でも、英里子を見る真美の双眸がすぐに細められる。不快感を隠そうとしない。真美はいつも優雅で朗らかに笑う品の良さを持つ。でも、無礼な態度には毅然として正しにいく真っ直ぐな性格だった。普段優しいだけに、怒らせると怖い。
「前から気になってはいたけど、英里子は柚にちょっと当たりがきついわよね」
「そんなことないわ」
「そう?でも、さっきのは仮に『仲がいい』としても失礼よ。謝るべきだわ」
真美と英里子との間に火花が散る。私のために真美まで不快な状況に巻き込んでいる。私は仲裁しようと慌てて前のめりになった。
「あ、あの……」
「Hi,beauties!」
突然、流れてきた英語に驚いて振り向くと、青い瞳と目が合う。少し長めの金髪にたれ目の甘いのマスク。ウェイターかと一瞬思ったけど、上質な紺色のスーツと佇まいからステータスがある人物だとわかった。

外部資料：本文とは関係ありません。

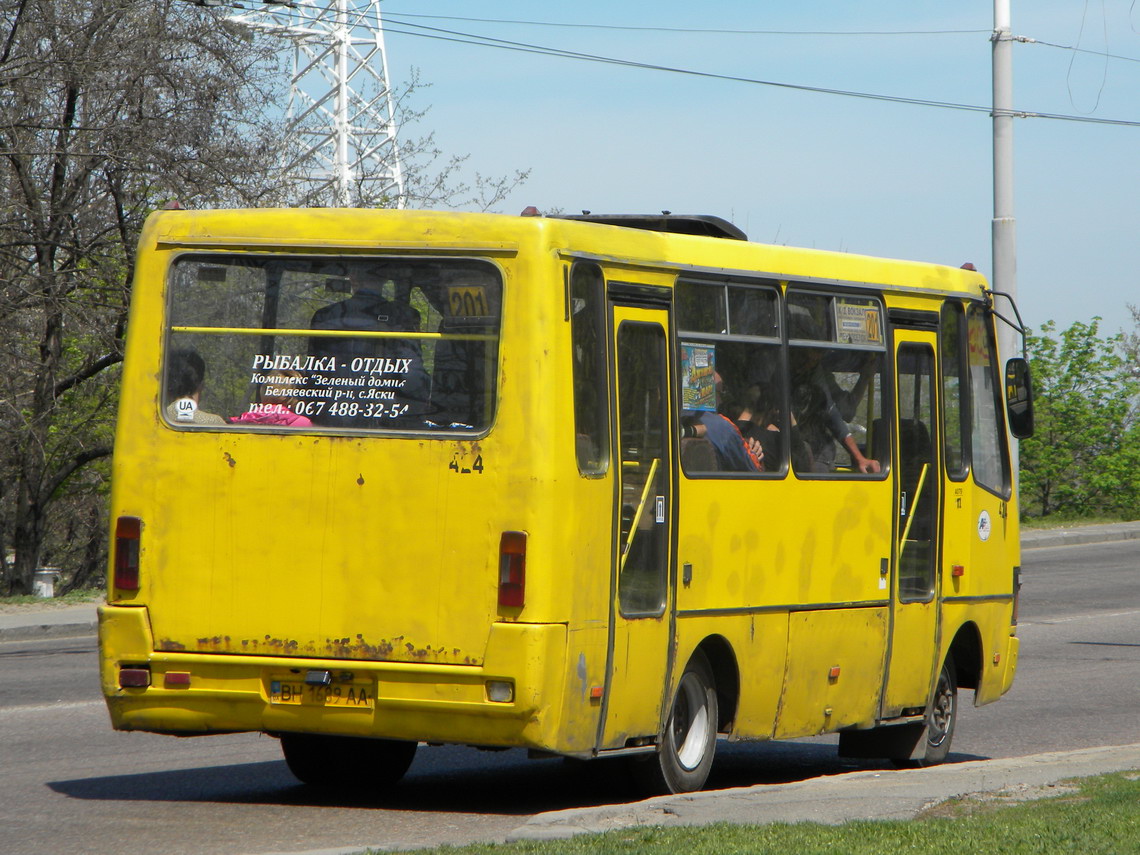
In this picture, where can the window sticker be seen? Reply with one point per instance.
(466, 301)
(185, 409)
(857, 322)
(698, 377)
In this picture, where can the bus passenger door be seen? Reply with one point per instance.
(641, 602)
(913, 595)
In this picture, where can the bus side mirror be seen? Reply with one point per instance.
(1019, 398)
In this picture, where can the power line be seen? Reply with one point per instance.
(422, 31)
(703, 31)
(1028, 40)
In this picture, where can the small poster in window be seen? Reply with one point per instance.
(698, 377)
(857, 322)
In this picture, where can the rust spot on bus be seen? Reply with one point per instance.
(384, 650)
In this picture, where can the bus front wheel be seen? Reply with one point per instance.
(684, 757)
(347, 762)
(939, 723)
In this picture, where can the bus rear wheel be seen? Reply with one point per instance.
(347, 762)
(684, 757)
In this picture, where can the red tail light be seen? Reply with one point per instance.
(1017, 594)
(128, 530)
(513, 569)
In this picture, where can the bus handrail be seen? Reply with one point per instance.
(637, 515)
(332, 333)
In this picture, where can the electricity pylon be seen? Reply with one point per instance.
(340, 147)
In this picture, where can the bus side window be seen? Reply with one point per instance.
(591, 390)
(988, 454)
(836, 366)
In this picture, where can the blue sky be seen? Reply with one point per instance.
(806, 169)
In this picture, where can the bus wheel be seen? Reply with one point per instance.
(347, 762)
(939, 723)
(684, 758)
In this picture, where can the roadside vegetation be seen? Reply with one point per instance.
(1089, 816)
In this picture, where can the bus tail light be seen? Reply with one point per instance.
(512, 569)
(133, 676)
(128, 530)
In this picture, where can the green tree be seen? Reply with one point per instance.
(108, 108)
(1083, 457)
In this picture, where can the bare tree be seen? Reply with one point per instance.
(108, 108)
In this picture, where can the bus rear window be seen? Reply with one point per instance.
(275, 343)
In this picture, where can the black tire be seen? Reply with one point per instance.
(941, 721)
(340, 763)
(684, 756)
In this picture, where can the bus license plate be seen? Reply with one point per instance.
(347, 695)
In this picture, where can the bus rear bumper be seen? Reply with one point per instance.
(1011, 653)
(512, 699)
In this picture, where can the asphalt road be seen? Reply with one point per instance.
(72, 784)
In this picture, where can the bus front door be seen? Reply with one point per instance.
(914, 608)
(641, 602)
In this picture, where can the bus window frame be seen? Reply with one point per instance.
(682, 336)
(795, 287)
(601, 377)
(965, 399)
(998, 379)
(277, 261)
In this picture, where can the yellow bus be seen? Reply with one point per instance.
(588, 486)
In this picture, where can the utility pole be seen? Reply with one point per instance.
(340, 148)
(1004, 226)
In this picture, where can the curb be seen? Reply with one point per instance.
(865, 795)
(32, 632)
(1081, 536)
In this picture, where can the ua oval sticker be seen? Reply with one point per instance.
(984, 524)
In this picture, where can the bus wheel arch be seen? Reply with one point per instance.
(338, 763)
(966, 652)
(685, 750)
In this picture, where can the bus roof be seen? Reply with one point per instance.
(677, 242)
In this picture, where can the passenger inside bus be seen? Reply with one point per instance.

私を含めて全員が突然現れた外国人を前に固まっていると、朔が慌てた様子でレストランに入ってくるからさらに私は瞠目した。
「おい、アレク!何、勝手に入ってんだ!」
「君の奥さんが近くにいるっていうからわざわざ見に来たんじゃないか」
「今日はだめだって言っただろ」
レストラン内で声を抑えてはいるけど、半分呆れ、半分怒っている朔。